A separate suit, filed by the Institute for Free Speech on behalf of Bakersfield College professor Daymon Johnson, points to the firing of Matthew Garrett, a professor who had been critical of DEIA initiatives. Garrett was not subject to new DEIA policies affecting faculty evaluations. However, Johnson’s suit claims that he worries that he, too, could lose his job, because he shares many of the same conservative values and anti-DEIA stances as Garrett.

The Kern Community College District said in a statement that Garrett was not terminated because of his opinions on DEIA or other free speech issues.

“Matthew Garrett was terminated after a lengthy and detailed examination of his disciplinary violations at Bakersfield College,” said district spokesperson Norma Rojas.

Plaintiffs in both suits have asked the court for a preliminary injunction that would prevent the California Community Colleges’ DEIA policy — as well as State Center Community College District’s faculty contract — from going into immediate effect.
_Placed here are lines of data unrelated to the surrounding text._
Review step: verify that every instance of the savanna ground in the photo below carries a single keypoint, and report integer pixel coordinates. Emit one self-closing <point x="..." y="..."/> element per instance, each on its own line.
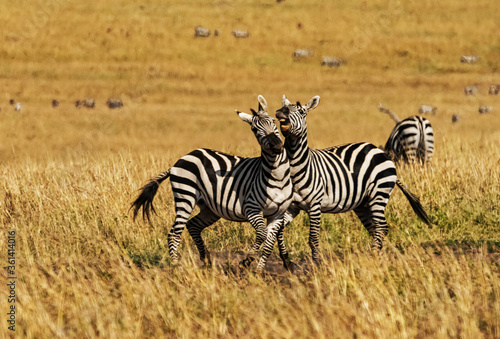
<point x="68" y="175"/>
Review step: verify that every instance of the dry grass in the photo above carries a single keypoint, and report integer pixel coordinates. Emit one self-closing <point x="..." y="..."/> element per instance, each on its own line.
<point x="67" y="176"/>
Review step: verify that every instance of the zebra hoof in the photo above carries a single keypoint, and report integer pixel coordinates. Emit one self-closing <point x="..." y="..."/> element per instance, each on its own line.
<point x="290" y="266"/>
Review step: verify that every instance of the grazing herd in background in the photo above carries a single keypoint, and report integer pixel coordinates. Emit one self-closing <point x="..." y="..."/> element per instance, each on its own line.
<point x="280" y="183"/>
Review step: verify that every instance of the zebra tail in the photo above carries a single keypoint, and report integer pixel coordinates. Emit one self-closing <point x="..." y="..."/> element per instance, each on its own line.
<point x="415" y="203"/>
<point x="145" y="198"/>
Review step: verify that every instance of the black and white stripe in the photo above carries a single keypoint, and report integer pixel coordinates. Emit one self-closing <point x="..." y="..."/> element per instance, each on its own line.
<point x="411" y="140"/>
<point x="358" y="177"/>
<point x="229" y="187"/>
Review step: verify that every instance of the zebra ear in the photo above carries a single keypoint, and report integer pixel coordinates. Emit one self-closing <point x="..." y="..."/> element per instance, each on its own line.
<point x="262" y="103"/>
<point x="313" y="103"/>
<point x="285" y="102"/>
<point x="245" y="117"/>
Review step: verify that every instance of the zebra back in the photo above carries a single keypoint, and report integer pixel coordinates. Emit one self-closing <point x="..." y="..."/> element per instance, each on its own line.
<point x="411" y="140"/>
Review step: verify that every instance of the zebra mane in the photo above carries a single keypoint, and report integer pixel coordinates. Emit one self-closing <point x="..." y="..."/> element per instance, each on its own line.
<point x="260" y="113"/>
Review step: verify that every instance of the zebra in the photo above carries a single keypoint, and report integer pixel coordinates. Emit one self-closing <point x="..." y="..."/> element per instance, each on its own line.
<point x="469" y="90"/>
<point x="356" y="176"/>
<point x="229" y="187"/>
<point x="201" y="32"/>
<point x="332" y="62"/>
<point x="88" y="103"/>
<point x="114" y="103"/>
<point x="426" y="109"/>
<point x="485" y="109"/>
<point x="302" y="53"/>
<point x="239" y="34"/>
<point x="469" y="59"/>
<point x="411" y="140"/>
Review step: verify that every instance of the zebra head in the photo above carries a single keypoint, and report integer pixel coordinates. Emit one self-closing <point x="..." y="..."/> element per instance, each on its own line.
<point x="264" y="128"/>
<point x="292" y="117"/>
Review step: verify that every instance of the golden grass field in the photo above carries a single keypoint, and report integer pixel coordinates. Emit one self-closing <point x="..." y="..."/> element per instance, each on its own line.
<point x="68" y="175"/>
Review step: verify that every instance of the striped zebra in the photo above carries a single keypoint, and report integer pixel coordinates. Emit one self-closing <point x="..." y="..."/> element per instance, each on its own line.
<point x="411" y="140"/>
<point x="357" y="176"/>
<point x="229" y="187"/>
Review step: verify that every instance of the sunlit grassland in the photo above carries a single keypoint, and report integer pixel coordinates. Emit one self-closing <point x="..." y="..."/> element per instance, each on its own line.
<point x="67" y="175"/>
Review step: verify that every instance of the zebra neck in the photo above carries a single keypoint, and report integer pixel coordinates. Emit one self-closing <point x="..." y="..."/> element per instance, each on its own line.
<point x="298" y="149"/>
<point x="275" y="164"/>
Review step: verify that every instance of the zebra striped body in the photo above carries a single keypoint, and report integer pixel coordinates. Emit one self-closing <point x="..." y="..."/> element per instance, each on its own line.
<point x="358" y="177"/>
<point x="229" y="187"/>
<point x="411" y="140"/>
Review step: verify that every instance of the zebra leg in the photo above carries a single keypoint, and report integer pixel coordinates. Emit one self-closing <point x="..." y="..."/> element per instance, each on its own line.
<point x="315" y="220"/>
<point x="292" y="212"/>
<point x="195" y="226"/>
<point x="373" y="218"/>
<point x="256" y="219"/>
<point x="273" y="228"/>
<point x="183" y="209"/>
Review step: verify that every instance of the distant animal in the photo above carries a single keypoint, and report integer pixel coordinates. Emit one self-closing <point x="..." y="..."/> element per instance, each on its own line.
<point x="302" y="53"/>
<point x="114" y="103"/>
<point x="355" y="177"/>
<point x="332" y="62"/>
<point x="201" y="32"/>
<point x="494" y="89"/>
<point x="229" y="187"/>
<point x="87" y="103"/>
<point x="469" y="59"/>
<point x="485" y="109"/>
<point x="241" y="34"/>
<point x="426" y="109"/>
<point x="469" y="90"/>
<point x="411" y="140"/>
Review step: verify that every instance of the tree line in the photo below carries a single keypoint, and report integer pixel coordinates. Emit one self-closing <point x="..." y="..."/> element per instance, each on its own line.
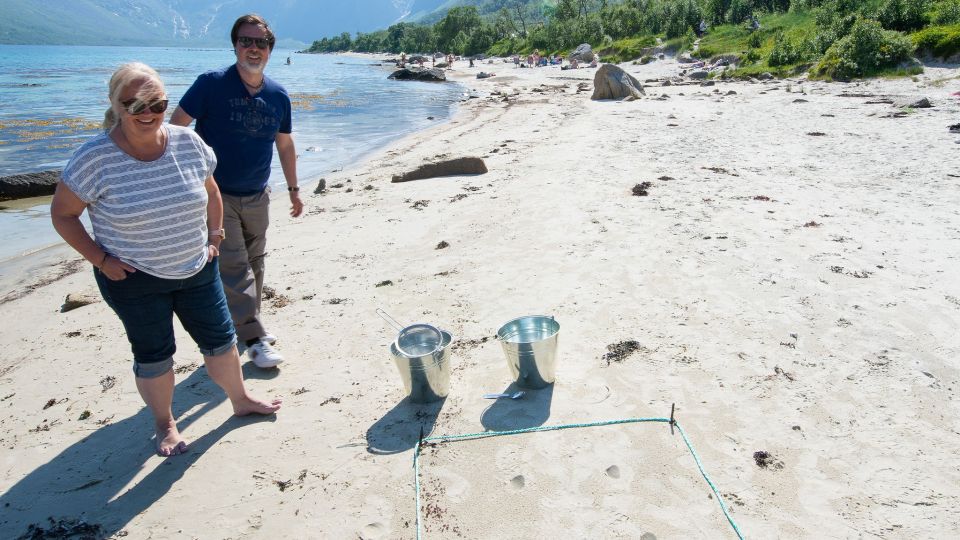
<point x="504" y="27"/>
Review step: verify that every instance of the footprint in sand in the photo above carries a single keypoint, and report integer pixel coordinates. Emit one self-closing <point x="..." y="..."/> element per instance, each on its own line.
<point x="373" y="531"/>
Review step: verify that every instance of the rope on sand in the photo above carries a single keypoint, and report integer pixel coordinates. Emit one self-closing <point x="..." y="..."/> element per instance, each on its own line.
<point x="473" y="436"/>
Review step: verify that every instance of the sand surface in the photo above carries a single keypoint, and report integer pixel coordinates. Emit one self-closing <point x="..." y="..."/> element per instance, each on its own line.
<point x="790" y="280"/>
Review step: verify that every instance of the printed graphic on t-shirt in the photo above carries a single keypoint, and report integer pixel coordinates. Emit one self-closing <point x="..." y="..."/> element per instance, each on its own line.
<point x="254" y="116"/>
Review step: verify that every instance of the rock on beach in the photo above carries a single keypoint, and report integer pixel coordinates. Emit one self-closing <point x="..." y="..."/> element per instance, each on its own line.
<point x="20" y="186"/>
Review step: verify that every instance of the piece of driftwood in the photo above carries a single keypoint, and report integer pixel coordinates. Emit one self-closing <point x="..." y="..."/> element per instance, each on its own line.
<point x="450" y="167"/>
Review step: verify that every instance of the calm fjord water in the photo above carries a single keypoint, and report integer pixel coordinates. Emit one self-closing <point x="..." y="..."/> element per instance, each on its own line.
<point x="52" y="98"/>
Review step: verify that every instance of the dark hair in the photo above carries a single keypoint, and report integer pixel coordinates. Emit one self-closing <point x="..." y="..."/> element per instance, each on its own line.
<point x="252" y="18"/>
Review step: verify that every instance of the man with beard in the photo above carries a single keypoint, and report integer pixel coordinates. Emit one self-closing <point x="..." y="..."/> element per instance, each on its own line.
<point x="241" y="113"/>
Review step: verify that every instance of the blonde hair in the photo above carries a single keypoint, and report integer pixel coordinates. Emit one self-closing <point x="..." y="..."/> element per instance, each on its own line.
<point x="124" y="76"/>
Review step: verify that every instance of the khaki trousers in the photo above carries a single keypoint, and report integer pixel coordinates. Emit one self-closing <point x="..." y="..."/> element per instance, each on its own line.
<point x="245" y="220"/>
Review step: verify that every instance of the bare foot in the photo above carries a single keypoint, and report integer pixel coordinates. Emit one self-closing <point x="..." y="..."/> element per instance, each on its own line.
<point x="252" y="405"/>
<point x="169" y="442"/>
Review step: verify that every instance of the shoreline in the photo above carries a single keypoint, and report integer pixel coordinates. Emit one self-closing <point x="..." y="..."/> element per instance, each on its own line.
<point x="17" y="269"/>
<point x="788" y="281"/>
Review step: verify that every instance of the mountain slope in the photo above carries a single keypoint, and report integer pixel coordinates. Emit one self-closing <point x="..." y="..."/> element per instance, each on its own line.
<point x="190" y="22"/>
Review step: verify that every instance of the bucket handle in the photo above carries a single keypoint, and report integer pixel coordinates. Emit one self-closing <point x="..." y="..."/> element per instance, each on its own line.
<point x="551" y="317"/>
<point x="393" y="322"/>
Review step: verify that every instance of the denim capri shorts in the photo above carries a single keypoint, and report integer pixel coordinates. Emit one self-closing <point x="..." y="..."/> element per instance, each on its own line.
<point x="146" y="305"/>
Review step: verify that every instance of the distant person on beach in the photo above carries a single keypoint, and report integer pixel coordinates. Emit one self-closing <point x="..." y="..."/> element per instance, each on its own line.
<point x="156" y="212"/>
<point x="243" y="114"/>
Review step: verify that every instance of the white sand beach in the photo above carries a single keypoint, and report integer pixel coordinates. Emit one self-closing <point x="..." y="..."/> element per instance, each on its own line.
<point x="790" y="280"/>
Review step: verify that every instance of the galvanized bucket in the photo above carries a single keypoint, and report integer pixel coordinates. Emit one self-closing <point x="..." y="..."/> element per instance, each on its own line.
<point x="530" y="345"/>
<point x="426" y="378"/>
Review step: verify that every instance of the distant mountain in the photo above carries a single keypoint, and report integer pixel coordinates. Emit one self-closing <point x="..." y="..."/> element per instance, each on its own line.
<point x="193" y="22"/>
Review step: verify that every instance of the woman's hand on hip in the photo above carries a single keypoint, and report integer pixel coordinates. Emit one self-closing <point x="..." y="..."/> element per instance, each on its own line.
<point x="115" y="269"/>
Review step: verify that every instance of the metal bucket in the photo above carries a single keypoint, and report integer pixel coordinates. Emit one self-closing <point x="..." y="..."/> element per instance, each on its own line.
<point x="530" y="344"/>
<point x="425" y="378"/>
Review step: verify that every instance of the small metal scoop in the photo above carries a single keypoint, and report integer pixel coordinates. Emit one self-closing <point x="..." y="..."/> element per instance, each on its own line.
<point x="516" y="395"/>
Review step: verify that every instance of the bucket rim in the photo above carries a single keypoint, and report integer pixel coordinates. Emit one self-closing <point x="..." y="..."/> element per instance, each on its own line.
<point x="502" y="338"/>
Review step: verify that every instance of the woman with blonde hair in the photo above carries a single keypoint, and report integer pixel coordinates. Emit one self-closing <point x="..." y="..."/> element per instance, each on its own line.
<point x="157" y="223"/>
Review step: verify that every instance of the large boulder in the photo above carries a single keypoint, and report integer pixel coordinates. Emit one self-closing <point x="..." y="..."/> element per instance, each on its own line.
<point x="611" y="82"/>
<point x="418" y="74"/>
<point x="20" y="186"/>
<point x="450" y="167"/>
<point x="583" y="53"/>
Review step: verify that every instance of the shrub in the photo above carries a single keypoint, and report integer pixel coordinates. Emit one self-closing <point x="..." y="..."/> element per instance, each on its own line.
<point x="939" y="41"/>
<point x="740" y="11"/>
<point x="788" y="51"/>
<point x="867" y="49"/>
<point x="945" y="13"/>
<point x="903" y="15"/>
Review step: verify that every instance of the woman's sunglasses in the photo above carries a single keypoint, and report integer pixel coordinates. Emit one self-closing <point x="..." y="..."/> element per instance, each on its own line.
<point x="262" y="43"/>
<point x="135" y="106"/>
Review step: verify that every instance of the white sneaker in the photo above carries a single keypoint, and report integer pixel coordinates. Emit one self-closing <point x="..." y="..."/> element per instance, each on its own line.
<point x="263" y="355"/>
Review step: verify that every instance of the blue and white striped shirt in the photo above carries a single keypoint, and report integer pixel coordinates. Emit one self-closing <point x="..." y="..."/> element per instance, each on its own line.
<point x="151" y="215"/>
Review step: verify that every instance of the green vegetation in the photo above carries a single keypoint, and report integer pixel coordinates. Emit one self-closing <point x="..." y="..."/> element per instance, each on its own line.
<point x="938" y="41"/>
<point x="832" y="39"/>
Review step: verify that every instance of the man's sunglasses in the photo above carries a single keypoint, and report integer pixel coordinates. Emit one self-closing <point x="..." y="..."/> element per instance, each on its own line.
<point x="262" y="43"/>
<point x="135" y="106"/>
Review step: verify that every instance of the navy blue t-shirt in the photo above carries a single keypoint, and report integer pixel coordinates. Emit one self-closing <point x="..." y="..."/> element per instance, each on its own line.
<point x="241" y="129"/>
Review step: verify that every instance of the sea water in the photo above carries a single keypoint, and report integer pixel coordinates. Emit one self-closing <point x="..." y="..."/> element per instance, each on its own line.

The request remains pending in federal court, and no hearing date is currently set.

Ortner said he is not aware of any other lawsuits from California’s 116 community colleges that are targeting the new DEIA policies, but he’s keeping his eye on the issue statewide.

“A lot of colleges have anti-discrimination protections that make students feel welcome, such as tutoring, mentoring. There are a lot of things that you can do that don’t impinge on free speech,” Ortner said. “California colleges are much more aggressive and forward in advocating for these principles.”